Ewing was also impressed by Lin's character. While flying to away games, Lin often offered his first class seat (NBA signees receive first-class treatment) to a teammate.
"We've had other signees down here before, and they've never done that, and that makes me respect him even more," Ewing said.
On Feb. 5, the Warriors recalled Lin again. After rejoining the team, Lin tweeted, "i'm as glad to be back with the team as my teammates were that I got a haircut. learned a lot from the dleague!" But life on the court since has been a mirror image of his earlier NBA days. Through March 16, Lin is averaging 1.9 points, 1.1 assists and 1.1 steals in just over eight minutes of play per game.
The fans' initial excitement over Lin has waned, says Scott Muranishi, a 27-year-old Asian-American who regularly attends Golden State games.
"He needs more minutes to do something significant, even if it's just one play, to really bring the hype back," Muranishi said.
Yet Lin's presence still resonates, not just within the Asian-American community, but amongst Crimson alumni as well.
"He is the pride and joy of Harvard people everywhere," says 28-year-old Los Angeles resident Zach Puchtel, a former Harvard JV basketball player. "I don't know him but I love him to death because he's a Harvard guy, and Harvard people aren't usually known for their athletic prowess. He made it to the bigs. I love what he's done."
Harvard may have lost to Oklahoma State, 71-54, on Tuesday night in the NIT's first round, but the Crimson carved their imprints on college basketball's national stage. Their next test will be working consistently to stay there.

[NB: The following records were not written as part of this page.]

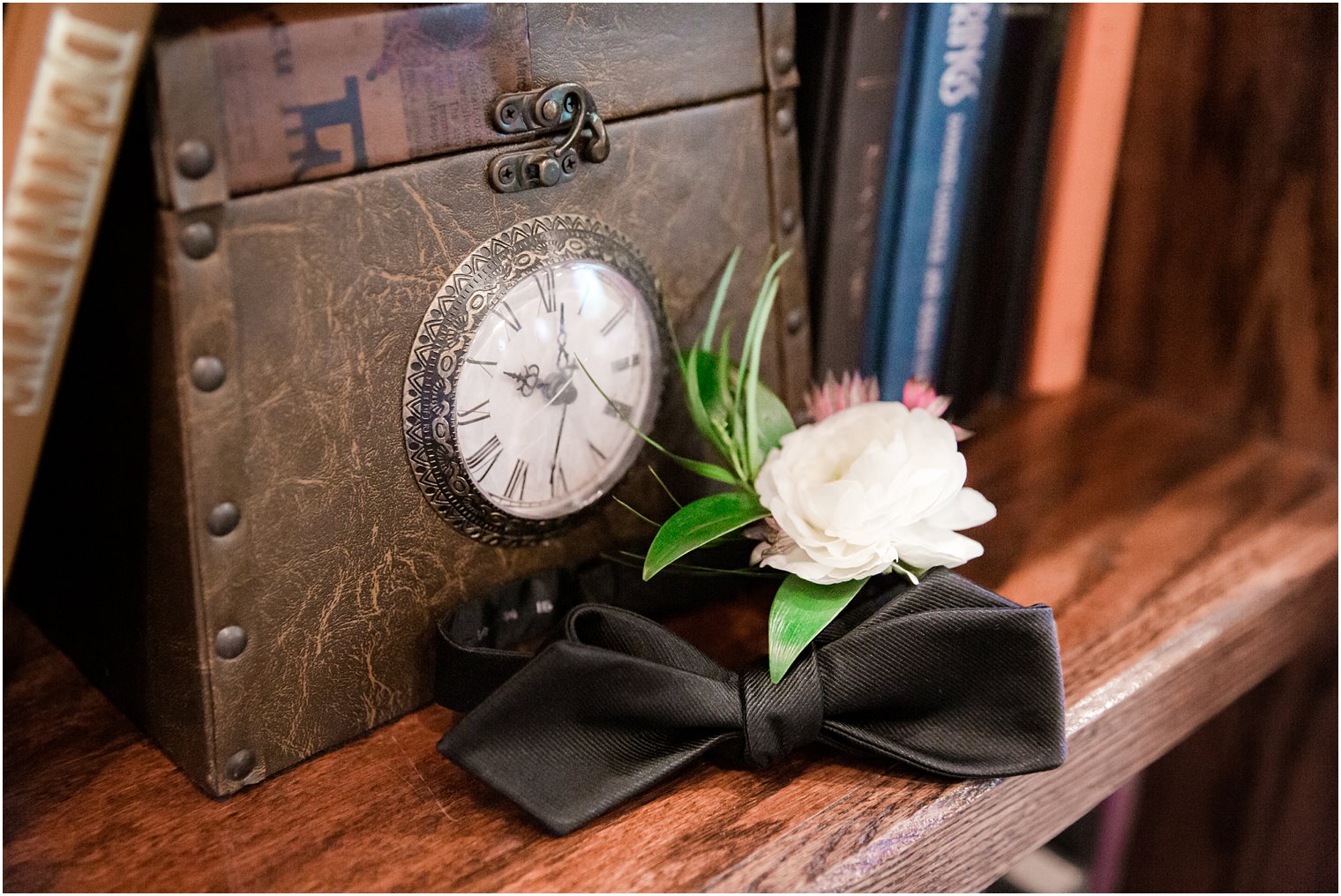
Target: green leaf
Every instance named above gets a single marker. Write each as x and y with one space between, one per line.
719 299
698 523
799 612
774 420
701 396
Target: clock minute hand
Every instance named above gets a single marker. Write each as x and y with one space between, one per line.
558 440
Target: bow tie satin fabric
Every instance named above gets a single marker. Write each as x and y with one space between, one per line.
944 676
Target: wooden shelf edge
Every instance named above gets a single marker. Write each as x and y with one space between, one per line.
975 831
1183 563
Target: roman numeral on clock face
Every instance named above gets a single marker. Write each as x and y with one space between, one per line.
484 458
472 414
544 280
505 311
613 322
516 483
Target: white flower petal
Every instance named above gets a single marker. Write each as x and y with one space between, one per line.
868 486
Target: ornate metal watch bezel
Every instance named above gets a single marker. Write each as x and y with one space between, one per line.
444 339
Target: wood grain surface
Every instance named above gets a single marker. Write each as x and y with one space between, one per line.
1219 287
1248 803
1184 565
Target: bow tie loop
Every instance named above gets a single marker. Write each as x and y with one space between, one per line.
779 718
946 677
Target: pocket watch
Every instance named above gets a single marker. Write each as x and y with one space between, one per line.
533 370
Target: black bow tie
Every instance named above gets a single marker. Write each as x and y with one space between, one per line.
944 676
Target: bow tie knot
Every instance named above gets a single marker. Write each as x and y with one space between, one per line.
779 718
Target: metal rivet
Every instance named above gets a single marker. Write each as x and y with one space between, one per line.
240 765
231 641
198 241
206 373
550 172
223 518
195 159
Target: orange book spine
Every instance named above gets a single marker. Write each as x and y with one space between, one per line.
69 74
1081 167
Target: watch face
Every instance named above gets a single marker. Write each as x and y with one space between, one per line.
531 370
538 437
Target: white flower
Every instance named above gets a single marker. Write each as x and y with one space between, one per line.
866 487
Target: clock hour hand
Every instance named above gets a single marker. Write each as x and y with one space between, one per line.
528 380
557 388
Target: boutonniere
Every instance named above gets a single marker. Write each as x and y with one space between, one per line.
860 489
928 668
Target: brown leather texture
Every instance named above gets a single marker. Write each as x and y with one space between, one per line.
312 92
311 298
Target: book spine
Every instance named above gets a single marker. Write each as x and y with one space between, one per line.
958 71
70 72
994 283
1081 167
856 168
887 235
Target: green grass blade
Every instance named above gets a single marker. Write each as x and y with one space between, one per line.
719 299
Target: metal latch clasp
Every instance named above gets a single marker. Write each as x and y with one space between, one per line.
543 112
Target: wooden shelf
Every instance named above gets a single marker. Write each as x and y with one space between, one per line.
1183 563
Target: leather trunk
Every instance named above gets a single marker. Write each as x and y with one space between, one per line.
262 574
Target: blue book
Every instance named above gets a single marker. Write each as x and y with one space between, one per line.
956 74
882 258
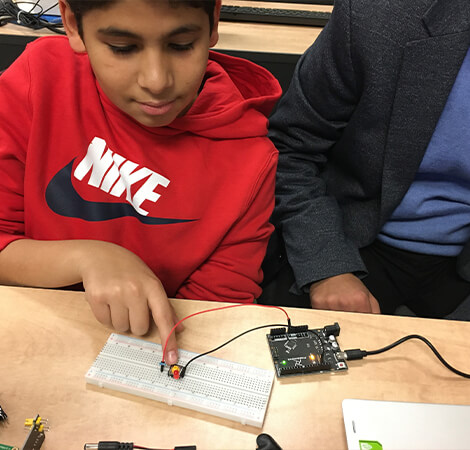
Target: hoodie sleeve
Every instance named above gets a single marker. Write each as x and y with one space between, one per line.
15 123
233 272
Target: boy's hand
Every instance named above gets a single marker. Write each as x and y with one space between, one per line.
122 292
343 292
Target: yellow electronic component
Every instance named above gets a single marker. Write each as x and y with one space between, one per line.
36 434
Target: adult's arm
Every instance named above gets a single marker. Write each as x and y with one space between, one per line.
310 119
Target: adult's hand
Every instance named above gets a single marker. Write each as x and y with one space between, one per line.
343 292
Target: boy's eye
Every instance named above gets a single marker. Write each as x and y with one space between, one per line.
122 49
182 47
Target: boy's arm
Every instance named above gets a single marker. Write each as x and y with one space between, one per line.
121 289
233 271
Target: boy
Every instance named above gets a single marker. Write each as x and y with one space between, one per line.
134 162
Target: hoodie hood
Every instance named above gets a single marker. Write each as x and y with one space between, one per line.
235 101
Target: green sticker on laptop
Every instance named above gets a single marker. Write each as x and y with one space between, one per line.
370 445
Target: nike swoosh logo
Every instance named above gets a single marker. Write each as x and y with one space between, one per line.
63 199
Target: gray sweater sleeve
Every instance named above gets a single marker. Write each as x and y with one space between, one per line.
308 122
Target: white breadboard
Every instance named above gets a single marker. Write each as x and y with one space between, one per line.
211 385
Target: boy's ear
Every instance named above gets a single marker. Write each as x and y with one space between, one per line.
71 27
215 29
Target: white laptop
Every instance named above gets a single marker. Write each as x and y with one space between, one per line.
383 425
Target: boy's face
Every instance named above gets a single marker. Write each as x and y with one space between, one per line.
148 57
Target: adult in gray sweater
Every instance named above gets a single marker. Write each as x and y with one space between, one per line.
373 187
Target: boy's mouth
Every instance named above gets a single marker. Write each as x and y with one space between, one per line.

Just like their former star.
"I wasn't surprised that he would get a look (in the NBA)," Princeton head coach Sydney Johnson said of Lin. "Now he's got to work his tail off to make sure he can stick in the league with the best players in the world."
When asked about the pressure Lin might feel from the collective love affair with his story, Smart said he discussed it with Lin one afternoon early in the season. Smart asked Lin how he might handle the attention.
"He said, 'I don't really want all that stuff,'" Smart remembered. "I said, 'Understand that you need to embrace it. Because this is the time you're in. Ten, 20 years from now, you won't have that moment again, so embrace it and understand that that gives you a bigger purpose of playing.'"
Lin, a devout Christian, has taken those words to heart. He said his strong faith in God has sustained him through the tumultuous past eight months.
"This is a blessing in disguise from God," Lin said. "This is an eye-opening experience that's humbled me and taught me to be more thankful and about surrendering my will to God's will."
Anna Katherine Clemmons is a reporter for ESPN The Magazine and ESPN.com.